Dean Baker, from the Center for Economic and Policy Research, has a great piece up on truthout.org called Firefighters and Prescription Drugs. Baker has frequently written in the past on the perversity of our current patent-based system for developing new drugs, and what alternatives there are. (See, for example, Financing Drug Research: What Are the Issues?)

Baker’s main point is that we have accepted the current system of using the incentive of a patent to spur research and development as inevitable and natural. It brings to mind the saying “the fish are the last ones to notice the water.” It’s vital to remember that there’s nothing natural or inherent about that system, however.

This is the system that has brought us more than 8 prescription drugs for heartburn, and more than 4 for erectile dysfunction, but no meaningful new treatments for diseases that are true scourges of humanity, like malaria and tuberculosis. Other systems might work much better at creating incentives to develop treatments, particularly for these neglected diseases that affect millions of people who happen to have the rotten luck to live in poor countries rather than in the U.S. where TV ads work to convince us all that we have restless leg syndrome, insomnia, and toenail fungus.

It’s telling that although all of the presidential candidates have talked about the greed of pharmaceutical companies, none have even dared to mention, let alone question, the conventional wisdom about how we develop drugs.

Baker offers a variety of proposals, such as increasing the budget for the National Institutes of Health, running all clinical trials through the NIH, etc. Publicly-funded medical research has a vital role to play — and we need to make sure that we don’t pay twice for drugs and medical treatments that are developed with public funds — once when we pay for the research, and again when we are forced to pay exorbitant prices for the drugs that result from that research. The discovery of Abbott Laboratories’ [NYSE:ABT] HIV/AIDS drug Norvir was made possible by an NIH research grant, yet that didn’t stop Abbott from quintupling the price of the drug. [PAL member SEIU Health & Welfare Fund is a plaintiff in an ongoing class action lawsuit against Abbott for this price increase. See more about that case here.)

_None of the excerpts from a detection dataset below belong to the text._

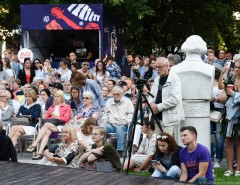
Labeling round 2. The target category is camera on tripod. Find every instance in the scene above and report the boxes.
[133,69,147,90]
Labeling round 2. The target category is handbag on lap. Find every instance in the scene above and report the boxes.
[12,115,31,126]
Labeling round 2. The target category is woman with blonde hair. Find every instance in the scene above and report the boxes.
[71,91,99,126]
[8,89,41,146]
[38,125,83,167]
[0,90,14,130]
[77,61,95,80]
[43,59,55,80]
[80,127,121,171]
[26,90,71,160]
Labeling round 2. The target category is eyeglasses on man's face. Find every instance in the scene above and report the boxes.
[157,135,168,140]
[154,65,166,69]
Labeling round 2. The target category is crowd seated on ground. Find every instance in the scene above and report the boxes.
[38,125,83,167]
[0,47,240,180]
[8,88,41,146]
[26,90,71,160]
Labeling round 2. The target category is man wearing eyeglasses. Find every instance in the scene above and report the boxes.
[148,57,184,135]
[179,126,214,184]
[70,71,103,107]
[102,85,134,156]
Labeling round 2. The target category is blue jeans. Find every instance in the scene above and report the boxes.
[193,177,213,185]
[152,165,181,180]
[106,123,128,151]
[211,122,225,162]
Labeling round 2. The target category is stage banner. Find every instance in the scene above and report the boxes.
[21,4,102,30]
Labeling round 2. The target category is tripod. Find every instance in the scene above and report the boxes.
[121,79,163,174]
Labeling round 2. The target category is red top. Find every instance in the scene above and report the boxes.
[46,103,71,123]
[26,74,31,83]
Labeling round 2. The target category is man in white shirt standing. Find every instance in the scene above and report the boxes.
[102,85,134,155]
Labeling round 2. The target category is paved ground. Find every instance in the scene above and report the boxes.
[18,152,227,168]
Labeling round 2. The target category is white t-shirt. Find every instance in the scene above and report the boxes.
[53,105,60,116]
[212,87,224,108]
[35,69,45,80]
[93,71,110,83]
[4,69,15,78]
[59,69,72,81]
[76,130,94,145]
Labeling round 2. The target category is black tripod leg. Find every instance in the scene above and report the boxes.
[142,94,163,132]
[121,91,142,174]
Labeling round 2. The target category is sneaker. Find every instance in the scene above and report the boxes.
[223,170,233,177]
[233,160,237,169]
[213,161,221,168]
[235,171,240,176]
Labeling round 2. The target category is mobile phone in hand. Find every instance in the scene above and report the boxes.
[152,160,158,163]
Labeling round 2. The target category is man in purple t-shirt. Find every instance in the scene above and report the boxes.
[179,126,213,184]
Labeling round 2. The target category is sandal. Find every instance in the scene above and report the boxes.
[235,171,240,176]
[223,170,233,177]
[32,154,43,160]
[26,145,37,153]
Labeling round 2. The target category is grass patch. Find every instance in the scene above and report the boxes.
[214,168,240,185]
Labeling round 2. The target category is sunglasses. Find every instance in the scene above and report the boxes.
[157,135,168,141]
[87,126,93,130]
[82,64,89,66]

Some highlights of the truthout.org piece:

The most remarkable part of this story is we do not even have a public debate on how we finance drug research. The United States is currently spending almost $250 billion a year for prescription drugs. If drugs were sold in a competitive market, without government-imposed patent monopolies, we could save close to $200 billion a year. The $200 billion in higher drug prices buys a bit less than $25 billion a year in pharmaceutical research, according to the Congressional Budget Office. Paying $8 in higher drug prices for $1 in research does not seem like a very good deal.

Furthermore, as economists who don’t work for the drug companies will tell you, the huge markups created by patent monopolies are an invitation to corruption. When a drug company can sell a drug for $500 that costs it $4 to manufacture and distribute, it has an enormous incentive to mislead doctors and the public about the safety and effectiveness of the drug. And, when the drug company performs the research on the drug, and controls the dissemination of research findings, they also have the ability to act on this incentive.

Under the current system, we should not be surprised to find drug companies conceal evidence that their drugs might be ineffective or even harmful. Given the structure of the incentives that the government has created, we should be surprised if drug companies are not dishonest.

There are many different alternatives to patent monopolies for financing drug research. In fact, the US government already spends $30 billion a year on biomedical research through the National Institutes of Health. Virtually everyone, including the drug companies, agrees this government-funded research has been extremely valuable…

We should be having a serious national debate on the relative efficiency of the current patent system and various alternative mechanisms for financing drug research. Unfortunately, the drug companies are so powerful that few politicians are even willing to consider alternatives. In fact, the drug companies are so powerful that few media outlets would even print a column suggesting alternatives. In fact, the drug companies are so powerful that few economists would ever consider researching alternative mechanisms.